It's been a month since the Liberal government backed down from earlier threats of closure and agreed to opposition demands to debate Bill C-2, its package of proposed reforms to the Canada Pension Plan. We're still waiting for the debate to begin.

And we'll keep waiting, until government and opposition can find an issue to divide them. For now, both seem content to hurl charges back and forth that could as readily be applied to either side's pet scheme for reform of the CPP (as well as its sister, the Quebec Pension Plan -- by law, any changes to the CPP must be mirrored in the QPP).

The Reform Party, for example, has invested heavily in the accusation that the 73 per cent increase in CPP "contributions" that the plan's federal and provincial overseers have pencilled in for the next six years is nothing but a "tax grab." Appearing before the Commons Finance Committee last week, Reform leader Preston Manning suggested the government plan amounted to "the single biggest tax hike in Canada's history." But so would Reform's proposed alternative to the CPP, a system of mandatory individual RRSPs. The tax-hike part of the government's package arises from the decision to set aside funds in advance to pay for future pensions, using the return on those funds to cushion the impact when the baby boom generation arrives at retirement age, starting around 2010. By making the boomers, via this more "fully-funded" plan, save a little more for their own retirement, the government hopes to hold contributions to 9.9 per cent of pensionable earnings, rather than the 14 per cent or more that future generations would have to pay under the current "pay-as-you-go" plan, in which the taxes of each generation of workers go to pay the pensions of the last.
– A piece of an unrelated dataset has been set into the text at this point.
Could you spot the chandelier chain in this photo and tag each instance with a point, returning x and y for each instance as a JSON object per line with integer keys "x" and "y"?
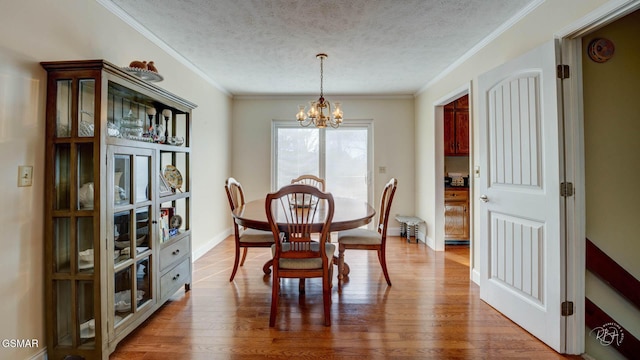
{"x": 321, "y": 76}
{"x": 320, "y": 113}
But since Reform is also proposing to move to a funded plan -- that's what an RRSP is -- then it, too, is contemplating a substantial increase in the proportion of workers' earnings that must be set aside each year to pay for it: if not quite 9.9 per cent, then not far from it. And since the Reform plan is mandatory, these forced savings must also be classed as "taxes." The only difference is in the destination: instead of sending these contributions to the government, Reform's plan would divert them into workers' own individual RRSPs.

(There is an argument that, since workers could see these funds compounding in their own personal bank accounts, they would be more likely to view them as a sort of deferred benefit, rather than simply as a tax.
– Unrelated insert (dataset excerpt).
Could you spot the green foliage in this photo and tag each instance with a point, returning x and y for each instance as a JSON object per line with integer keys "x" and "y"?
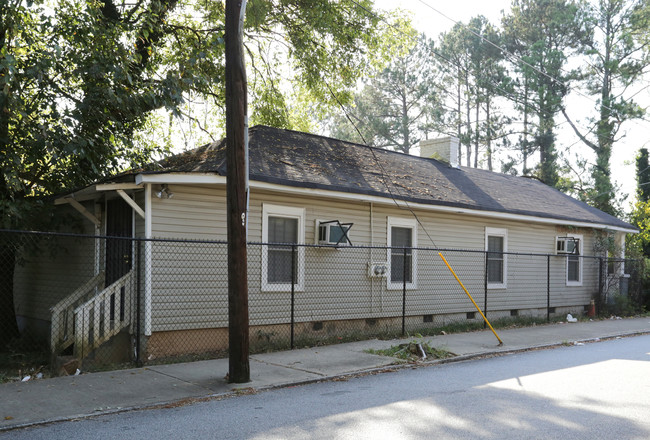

As such, they might consider them part of their compensation, and so be less likely to demand an offsetting increase in wages. Which means that Reform's payroll tax increase might not be as harmful to employment as such increases usually are. But it is still an increase in payroll taxes.)

Mind you, Reform does not propose to make current generations pay the full cost of their pensions: they've been paying so little until now that the accumulated obligations have grown far too large to recoup at one go.
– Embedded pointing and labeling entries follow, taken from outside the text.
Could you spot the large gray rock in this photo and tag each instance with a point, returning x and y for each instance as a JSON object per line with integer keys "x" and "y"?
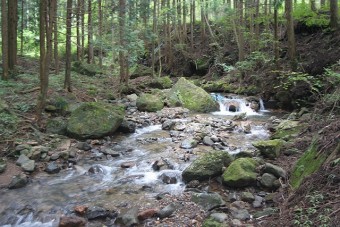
{"x": 207, "y": 166}
{"x": 241, "y": 173}
{"x": 207, "y": 200}
{"x": 94, "y": 120}
{"x": 186, "y": 94}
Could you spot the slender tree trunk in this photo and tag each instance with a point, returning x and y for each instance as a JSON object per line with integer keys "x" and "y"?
{"x": 67, "y": 82}
{"x": 334, "y": 14}
{"x": 12, "y": 33}
{"x": 290, "y": 34}
{"x": 4, "y": 37}
{"x": 90, "y": 34}
{"x": 55, "y": 37}
{"x": 100, "y": 30}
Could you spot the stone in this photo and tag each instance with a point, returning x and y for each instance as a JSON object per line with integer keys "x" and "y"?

Rather, the burden of paying the CPP's "unfunded liability," estimated at about $600-billion, would be spread over several generations. But then, that's true of the government's plan, too.

So when the Finance minister demands to know of Reform what it would do with the unfunded liability, the same question might be asked of him. And when he suggests Reform would have to pay for it out of general revenues -- well, that's exactly what he has done. The new Senior's Benefit, which replaces Old Age Security, will claw back as much as 50 cents for every dollar in other income a pensioner receives -- including CPP benefits. In effect, a good chunk of the CPP's unfunded liability has already been transferred onto the government's books.

Even more hypocritical is the Prime Minister's charge, that the RRSP plan would put pensioners at the mercy of the ups and downs of the stock market, such as we have seen in recent weeks. "It is one thing for people who invest in the market to weather these kinds of episodes," Jean Chretien said in a speech last week. "But don't subject people who want only the security and predictability of the public system to this." But no one's suggesting we should -- or certainly not Reform. If workers would rather invest their mandatory RRSPs in GICs, they could. Indeed, under similar pension reforms undertaken in other countries, workers who preferred to stick with the public plan were given that option. It is in fact the Liberals who propose to force pensioners to hitch a ride on the stock market, via the proposed CPP Investment Board, which would have a mandate to invest the $100-billion in surplus contributions expected to accumulate within a decade.

That is the only substantive difference between the two plans -- whether those mandatory contributions should be invested in RRSPs, under the control of individuals, or whether they should all be lumped together into One Big Fund, under the control of government. That is where the debate should start.